$G = \Bbb Z \times \Bbb Z$ and $H = \{(a,a): a \in \Bbb Z\}$
I'm trying to find what $G/H$ isomorphic to, but I'm having a really tough time understanding this concept. Can somebody walk me through it? I figure if I have a model, it will be easier to work my way through a few problems...this seemed like the best one to choose as an example.
I'm assuming, based on your tags, that we are treating $G$ as an additive group. In that case, $G$ is the set of 2-tuples with entries in $\mathbb{Z}$, and the group action of addition. $H$ is a subgroup of $G$, where we are restricted to the tuples in which both entries are the same.
Hence, in $G/H$, anything in the form $(a,a)$ is equal to zero. Hence, if we take an arbitrary element $(x,y) \in G$, then, in $G/H$, we have $$(x,y) = (x,y)-(y,y) = (x-y,0)$$ because $(y,y) = 0$ in this quotient. Since we can pick $x$,$y$ so that $x-y$ is any integer, we see that this suggests that $G/H \cong \mathbb{Z}$.
Now, to formally prove this, we can consider the map from $G$ to $\mathbb{Z}$ that takes $(x,y) \to x-y$, and prove that the kernel is equal to $H$.
In general, to determine these quotients, you should try playing around with the relations given by the group you're quotienting over. Then, to make a formal argument, you should construct functions onto the space that you have determined to be the quotient, and show that $H$ is the kernel.
Consider $f:\mathbb{Z}\times\mathbb{Z}\rightarrow \mathbb{Z}$ defined by $f(x,y)=x-y$ show it is surjective and its kernel is $H$.
One of the most natural ways to identify a quotient group $G/K$ is to find a homomorphism $\varphi: G \to H$ with $K = \ker(\varphi)$. Put simply, make your subgroup the kernel of some homomorphism. It then follows that $\text{im}(\varphi) \cong G/K$.
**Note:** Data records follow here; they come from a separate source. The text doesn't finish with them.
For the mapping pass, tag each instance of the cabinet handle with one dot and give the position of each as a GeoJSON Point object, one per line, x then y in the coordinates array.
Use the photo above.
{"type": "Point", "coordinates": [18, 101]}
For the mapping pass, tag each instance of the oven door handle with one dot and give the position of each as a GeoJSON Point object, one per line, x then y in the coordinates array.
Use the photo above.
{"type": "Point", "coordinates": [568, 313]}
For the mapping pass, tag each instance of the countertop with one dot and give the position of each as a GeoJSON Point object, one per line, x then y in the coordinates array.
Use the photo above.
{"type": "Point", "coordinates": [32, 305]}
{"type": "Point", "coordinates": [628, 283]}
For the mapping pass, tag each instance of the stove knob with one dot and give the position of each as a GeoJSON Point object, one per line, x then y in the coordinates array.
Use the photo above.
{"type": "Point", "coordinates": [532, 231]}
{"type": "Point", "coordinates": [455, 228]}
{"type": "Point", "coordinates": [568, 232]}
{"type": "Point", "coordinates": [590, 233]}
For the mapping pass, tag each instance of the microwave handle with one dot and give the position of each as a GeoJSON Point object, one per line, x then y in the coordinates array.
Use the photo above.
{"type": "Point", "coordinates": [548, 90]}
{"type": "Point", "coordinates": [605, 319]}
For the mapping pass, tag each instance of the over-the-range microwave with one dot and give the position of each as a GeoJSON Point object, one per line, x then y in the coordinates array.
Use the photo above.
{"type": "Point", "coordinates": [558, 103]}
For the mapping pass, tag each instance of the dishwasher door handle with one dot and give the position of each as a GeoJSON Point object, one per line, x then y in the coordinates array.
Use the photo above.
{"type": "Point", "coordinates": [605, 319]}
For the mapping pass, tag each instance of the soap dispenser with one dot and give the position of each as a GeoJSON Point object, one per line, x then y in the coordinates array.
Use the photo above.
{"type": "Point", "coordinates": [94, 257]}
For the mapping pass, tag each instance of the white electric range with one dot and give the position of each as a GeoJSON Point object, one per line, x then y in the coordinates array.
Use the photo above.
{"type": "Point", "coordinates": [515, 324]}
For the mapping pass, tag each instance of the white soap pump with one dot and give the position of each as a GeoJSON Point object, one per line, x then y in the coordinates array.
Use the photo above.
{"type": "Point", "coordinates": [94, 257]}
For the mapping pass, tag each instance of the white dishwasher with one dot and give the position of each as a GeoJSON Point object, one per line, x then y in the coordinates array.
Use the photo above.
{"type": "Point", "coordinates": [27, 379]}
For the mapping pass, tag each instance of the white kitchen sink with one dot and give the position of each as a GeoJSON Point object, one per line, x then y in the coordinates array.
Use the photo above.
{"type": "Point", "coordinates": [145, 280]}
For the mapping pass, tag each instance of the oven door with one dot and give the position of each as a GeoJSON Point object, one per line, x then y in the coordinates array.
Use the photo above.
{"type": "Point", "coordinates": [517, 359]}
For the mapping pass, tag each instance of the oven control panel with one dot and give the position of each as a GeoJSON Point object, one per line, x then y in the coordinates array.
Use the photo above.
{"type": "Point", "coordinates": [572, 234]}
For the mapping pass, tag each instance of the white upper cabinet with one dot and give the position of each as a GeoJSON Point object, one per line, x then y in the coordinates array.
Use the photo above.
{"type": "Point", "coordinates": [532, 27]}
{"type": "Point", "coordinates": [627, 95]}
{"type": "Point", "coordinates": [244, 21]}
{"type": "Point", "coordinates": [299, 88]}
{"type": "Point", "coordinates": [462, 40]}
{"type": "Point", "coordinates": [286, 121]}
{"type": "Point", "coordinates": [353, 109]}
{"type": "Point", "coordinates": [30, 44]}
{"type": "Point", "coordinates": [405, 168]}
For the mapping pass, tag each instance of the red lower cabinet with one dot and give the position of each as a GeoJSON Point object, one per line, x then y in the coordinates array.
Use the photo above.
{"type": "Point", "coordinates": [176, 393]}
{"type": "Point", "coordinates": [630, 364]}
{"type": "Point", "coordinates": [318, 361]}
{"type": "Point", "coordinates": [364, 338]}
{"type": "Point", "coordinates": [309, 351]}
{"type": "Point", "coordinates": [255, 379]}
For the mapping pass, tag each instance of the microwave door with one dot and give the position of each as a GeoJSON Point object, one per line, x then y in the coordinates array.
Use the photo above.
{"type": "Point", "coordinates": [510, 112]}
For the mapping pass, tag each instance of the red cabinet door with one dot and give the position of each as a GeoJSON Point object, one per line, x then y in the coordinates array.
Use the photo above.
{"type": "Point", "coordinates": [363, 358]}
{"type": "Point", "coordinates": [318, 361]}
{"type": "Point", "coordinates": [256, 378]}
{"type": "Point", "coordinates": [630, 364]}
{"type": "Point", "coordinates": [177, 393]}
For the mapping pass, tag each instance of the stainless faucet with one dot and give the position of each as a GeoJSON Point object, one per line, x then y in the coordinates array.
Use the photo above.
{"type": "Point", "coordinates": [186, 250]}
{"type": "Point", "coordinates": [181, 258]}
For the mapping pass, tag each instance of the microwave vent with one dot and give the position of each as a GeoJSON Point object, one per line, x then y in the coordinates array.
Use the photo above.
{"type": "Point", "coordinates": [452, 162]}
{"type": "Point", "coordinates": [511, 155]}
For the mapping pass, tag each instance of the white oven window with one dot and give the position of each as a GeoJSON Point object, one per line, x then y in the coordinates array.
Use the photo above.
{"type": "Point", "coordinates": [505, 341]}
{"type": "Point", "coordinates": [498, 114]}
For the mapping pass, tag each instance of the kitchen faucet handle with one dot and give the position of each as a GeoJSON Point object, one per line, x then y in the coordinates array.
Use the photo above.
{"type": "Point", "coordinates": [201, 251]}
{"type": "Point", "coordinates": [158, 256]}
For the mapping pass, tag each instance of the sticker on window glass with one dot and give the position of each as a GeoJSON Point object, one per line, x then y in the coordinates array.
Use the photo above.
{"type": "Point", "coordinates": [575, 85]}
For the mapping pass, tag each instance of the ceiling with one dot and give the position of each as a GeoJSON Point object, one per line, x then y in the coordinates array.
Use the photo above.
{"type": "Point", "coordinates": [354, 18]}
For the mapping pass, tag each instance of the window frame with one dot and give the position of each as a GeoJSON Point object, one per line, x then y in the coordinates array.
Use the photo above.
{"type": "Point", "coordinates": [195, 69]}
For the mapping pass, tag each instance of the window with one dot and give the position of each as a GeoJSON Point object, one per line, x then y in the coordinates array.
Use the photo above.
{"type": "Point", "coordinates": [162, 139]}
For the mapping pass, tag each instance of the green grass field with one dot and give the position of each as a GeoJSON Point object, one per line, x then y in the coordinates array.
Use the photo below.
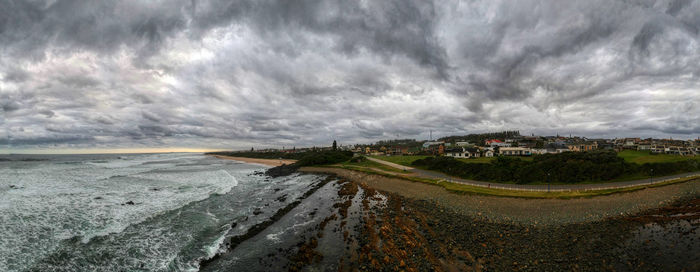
{"type": "Point", "coordinates": [468, 189]}
{"type": "Point", "coordinates": [407, 160]}
{"type": "Point", "coordinates": [642, 157]}
{"type": "Point", "coordinates": [402, 160]}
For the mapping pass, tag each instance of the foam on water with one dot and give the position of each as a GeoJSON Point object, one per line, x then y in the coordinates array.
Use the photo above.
{"type": "Point", "coordinates": [53, 201]}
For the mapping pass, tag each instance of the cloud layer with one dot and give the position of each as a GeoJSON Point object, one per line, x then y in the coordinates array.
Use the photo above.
{"type": "Point", "coordinates": [231, 74]}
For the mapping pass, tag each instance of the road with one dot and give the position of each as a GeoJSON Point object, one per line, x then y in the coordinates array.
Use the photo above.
{"type": "Point", "coordinates": [540, 188]}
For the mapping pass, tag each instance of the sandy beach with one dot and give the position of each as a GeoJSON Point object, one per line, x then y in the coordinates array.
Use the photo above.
{"type": "Point", "coordinates": [392, 224]}
{"type": "Point", "coordinates": [268, 162]}
{"type": "Point", "coordinates": [523, 210]}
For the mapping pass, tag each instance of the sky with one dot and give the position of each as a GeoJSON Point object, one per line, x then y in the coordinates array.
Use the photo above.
{"type": "Point", "coordinates": [219, 75]}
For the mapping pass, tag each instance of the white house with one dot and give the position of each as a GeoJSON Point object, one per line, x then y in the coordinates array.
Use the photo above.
{"type": "Point", "coordinates": [515, 151]}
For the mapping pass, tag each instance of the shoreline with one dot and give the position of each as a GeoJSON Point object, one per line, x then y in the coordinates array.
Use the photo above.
{"type": "Point", "coordinates": [266, 162]}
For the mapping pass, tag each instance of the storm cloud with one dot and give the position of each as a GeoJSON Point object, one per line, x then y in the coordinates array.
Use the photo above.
{"type": "Point", "coordinates": [235, 74]}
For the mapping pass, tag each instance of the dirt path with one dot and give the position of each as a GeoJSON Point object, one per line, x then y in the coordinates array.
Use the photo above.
{"type": "Point", "coordinates": [525, 211]}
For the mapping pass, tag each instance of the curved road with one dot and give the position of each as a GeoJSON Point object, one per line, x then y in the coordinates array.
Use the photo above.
{"type": "Point", "coordinates": [540, 188]}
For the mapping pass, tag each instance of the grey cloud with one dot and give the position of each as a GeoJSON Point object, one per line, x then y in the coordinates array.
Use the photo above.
{"type": "Point", "coordinates": [217, 74]}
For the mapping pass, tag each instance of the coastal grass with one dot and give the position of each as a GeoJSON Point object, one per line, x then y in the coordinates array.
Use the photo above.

In your case, $G = \mathbb{Z} \times \mathbb{Z}$ and $K = \{(a,a)\,\mid\, a \in \mathbb{Z}\}$. Which function takes a pair $(a,b)$ (an element of $G$) and yields $0$ precisely when $a=b$? An obvious candidate is $\varphi((a,b))=a-b$.
Finally, just confirm that $\varphi$ is indeed a homomorphism. From where to where? What is its image?
The problem would be easy if $H= \mathbb Z e_1 = \{(a,0): a \in \mathbb Z\}$, right?
Now, $H = \mathbb Z (1,1)$. So, we try to convert the original problem into this one, by finding a basis of $G$ containing $(1,1)$. This is easy: $G = \mathbb Z \times \mathbb Z = \mathbb Z f_1 \oplus \mathbb Z f_2$ where $f_1=(1,1)$ and $f_2=(0,1)$.
Then $ H = \mathbb Z f_1 = \mathbb Z f_1 \oplus 0\mathbb Z f_2$.
Therefore, $G/H \cong \mathbb Z /\mathbb Z \times \mathbb Z/0\mathbb Z \cong \mathbb Z $.